Masks tell the European Story

Because it discloses through disguise and disguises by disclosing, the mask touches the very roots of mankind and life itself. While in the cultures of antiquity it was of major importance as a cult object and a theater requisite since the mid-19th century the mask experienced a remarkable renaissance in Europe: Its »disconcerting strangeness« is experienced as extraordinary enrichment and aesthetic revival. The suggestive power of masks – with its capacity to reflect the whole individual or even create him anew – inspired numerous artists, sculptors and photographers about 1900. For the first time ever the comprehensive themed exhibition “Masks. Metamorphoses of the Face from Rodin to Picasso“ places the focus squarely on masks as the subject and motif of art.
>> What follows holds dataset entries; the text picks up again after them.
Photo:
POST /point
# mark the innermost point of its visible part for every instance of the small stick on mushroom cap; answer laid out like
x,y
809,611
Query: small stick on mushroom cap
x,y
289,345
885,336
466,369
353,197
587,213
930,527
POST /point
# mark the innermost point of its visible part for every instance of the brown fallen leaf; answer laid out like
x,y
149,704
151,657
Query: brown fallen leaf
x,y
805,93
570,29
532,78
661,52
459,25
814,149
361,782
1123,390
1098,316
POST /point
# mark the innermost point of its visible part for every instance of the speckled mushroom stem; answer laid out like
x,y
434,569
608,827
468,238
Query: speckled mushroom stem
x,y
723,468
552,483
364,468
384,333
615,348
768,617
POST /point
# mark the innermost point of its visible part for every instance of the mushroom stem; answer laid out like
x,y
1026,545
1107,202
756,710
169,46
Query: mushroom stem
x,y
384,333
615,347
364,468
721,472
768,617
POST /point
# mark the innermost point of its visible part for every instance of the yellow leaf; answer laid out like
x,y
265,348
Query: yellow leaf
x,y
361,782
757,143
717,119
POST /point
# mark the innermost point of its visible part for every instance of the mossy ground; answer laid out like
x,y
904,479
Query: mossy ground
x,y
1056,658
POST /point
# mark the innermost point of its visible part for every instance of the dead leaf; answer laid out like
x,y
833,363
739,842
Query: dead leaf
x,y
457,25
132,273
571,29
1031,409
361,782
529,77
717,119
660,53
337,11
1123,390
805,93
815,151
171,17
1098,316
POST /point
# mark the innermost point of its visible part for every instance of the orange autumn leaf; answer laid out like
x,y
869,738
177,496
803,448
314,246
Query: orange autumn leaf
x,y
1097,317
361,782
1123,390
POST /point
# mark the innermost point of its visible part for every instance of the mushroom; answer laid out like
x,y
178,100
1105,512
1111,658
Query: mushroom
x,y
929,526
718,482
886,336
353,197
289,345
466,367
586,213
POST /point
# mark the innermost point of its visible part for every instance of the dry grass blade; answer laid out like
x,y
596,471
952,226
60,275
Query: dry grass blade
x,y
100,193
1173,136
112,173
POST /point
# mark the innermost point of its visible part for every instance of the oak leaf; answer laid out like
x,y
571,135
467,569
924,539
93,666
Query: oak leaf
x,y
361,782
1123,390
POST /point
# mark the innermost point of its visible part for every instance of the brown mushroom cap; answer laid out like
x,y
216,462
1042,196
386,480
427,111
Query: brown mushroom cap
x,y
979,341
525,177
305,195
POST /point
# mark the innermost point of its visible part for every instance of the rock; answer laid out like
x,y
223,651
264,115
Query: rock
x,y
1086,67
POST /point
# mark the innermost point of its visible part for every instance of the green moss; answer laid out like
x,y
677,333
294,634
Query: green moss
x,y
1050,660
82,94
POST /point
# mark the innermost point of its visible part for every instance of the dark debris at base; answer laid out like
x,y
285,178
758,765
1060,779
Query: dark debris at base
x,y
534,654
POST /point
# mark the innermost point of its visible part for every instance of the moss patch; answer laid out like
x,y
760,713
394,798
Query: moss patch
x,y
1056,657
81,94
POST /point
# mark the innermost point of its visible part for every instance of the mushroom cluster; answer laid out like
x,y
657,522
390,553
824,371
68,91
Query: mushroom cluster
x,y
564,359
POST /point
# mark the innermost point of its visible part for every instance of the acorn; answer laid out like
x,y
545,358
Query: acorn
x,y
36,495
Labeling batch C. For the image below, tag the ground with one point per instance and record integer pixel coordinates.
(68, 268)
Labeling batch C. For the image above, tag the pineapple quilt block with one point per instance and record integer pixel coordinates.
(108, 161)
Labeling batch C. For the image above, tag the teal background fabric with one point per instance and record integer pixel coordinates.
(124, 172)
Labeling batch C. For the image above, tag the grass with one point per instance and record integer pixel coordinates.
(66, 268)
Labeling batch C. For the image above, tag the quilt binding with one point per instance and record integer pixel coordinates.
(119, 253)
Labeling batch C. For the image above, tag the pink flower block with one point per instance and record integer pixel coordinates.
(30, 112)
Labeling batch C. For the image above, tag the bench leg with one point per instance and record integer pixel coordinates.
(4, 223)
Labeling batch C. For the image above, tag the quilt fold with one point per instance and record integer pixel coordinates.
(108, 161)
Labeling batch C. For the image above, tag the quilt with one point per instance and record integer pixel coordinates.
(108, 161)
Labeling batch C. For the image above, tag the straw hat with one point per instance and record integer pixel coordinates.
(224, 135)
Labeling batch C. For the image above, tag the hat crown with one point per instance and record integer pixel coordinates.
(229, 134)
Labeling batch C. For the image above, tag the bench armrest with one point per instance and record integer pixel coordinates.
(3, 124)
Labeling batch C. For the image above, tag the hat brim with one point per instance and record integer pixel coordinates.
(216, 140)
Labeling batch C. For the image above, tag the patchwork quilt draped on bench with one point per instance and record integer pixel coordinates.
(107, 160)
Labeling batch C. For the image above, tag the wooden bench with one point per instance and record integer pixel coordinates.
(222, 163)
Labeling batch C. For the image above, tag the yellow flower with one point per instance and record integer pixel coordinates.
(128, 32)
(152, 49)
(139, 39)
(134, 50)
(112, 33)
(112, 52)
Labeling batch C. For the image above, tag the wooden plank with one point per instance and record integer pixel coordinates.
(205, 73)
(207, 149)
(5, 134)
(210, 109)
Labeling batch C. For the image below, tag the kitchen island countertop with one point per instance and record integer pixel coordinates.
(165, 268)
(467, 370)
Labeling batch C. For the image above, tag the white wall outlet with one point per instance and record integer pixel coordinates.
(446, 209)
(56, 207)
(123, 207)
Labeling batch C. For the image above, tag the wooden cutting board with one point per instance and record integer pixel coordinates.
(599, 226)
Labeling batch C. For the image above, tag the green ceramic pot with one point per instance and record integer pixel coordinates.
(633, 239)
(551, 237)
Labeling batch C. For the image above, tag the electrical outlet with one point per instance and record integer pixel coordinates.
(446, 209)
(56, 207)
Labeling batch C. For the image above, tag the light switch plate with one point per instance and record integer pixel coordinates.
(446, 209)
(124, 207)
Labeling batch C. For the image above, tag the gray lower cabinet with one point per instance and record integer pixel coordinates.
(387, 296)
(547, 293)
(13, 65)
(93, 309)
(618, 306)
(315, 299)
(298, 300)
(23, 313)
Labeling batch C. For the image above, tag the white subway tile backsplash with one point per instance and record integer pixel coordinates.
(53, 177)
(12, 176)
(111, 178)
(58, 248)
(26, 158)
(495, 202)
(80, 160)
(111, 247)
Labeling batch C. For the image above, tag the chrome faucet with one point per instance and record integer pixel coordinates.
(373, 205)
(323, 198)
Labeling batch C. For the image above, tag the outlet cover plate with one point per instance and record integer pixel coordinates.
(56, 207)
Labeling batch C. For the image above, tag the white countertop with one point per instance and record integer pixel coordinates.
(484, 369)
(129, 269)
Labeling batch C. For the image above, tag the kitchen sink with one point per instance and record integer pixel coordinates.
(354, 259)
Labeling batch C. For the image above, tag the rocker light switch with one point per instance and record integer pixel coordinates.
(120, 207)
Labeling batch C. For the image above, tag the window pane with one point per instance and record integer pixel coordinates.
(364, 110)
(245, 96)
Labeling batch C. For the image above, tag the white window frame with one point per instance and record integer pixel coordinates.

In the historical exhibition building on the Mathildenhöhe in Darmstadt masterpieces by Arnold Böcklin, Jean Carriès, Jean Cocteau, Paul Gauguin, Emil Nolde and Auguste Rodin – together with numerous new discoveries will document the heyday of mask art between 1860 and 1930, while also looking back as far as antiquity. The international themed exhibition staged in cooperation with Musée d’Orsay, Paris and NY Carlsberg Glyptotek, Copenhagen shows two hundred exhibits from all categories of art. Therefore it creates not only a gallery of real portrait pictures but also imaginary faces which reveals the radical nature of the subject as well as formal and material experiments in the late 19th and early 20th century. Major film presentation of these years completes the fascinating panorama of mask art.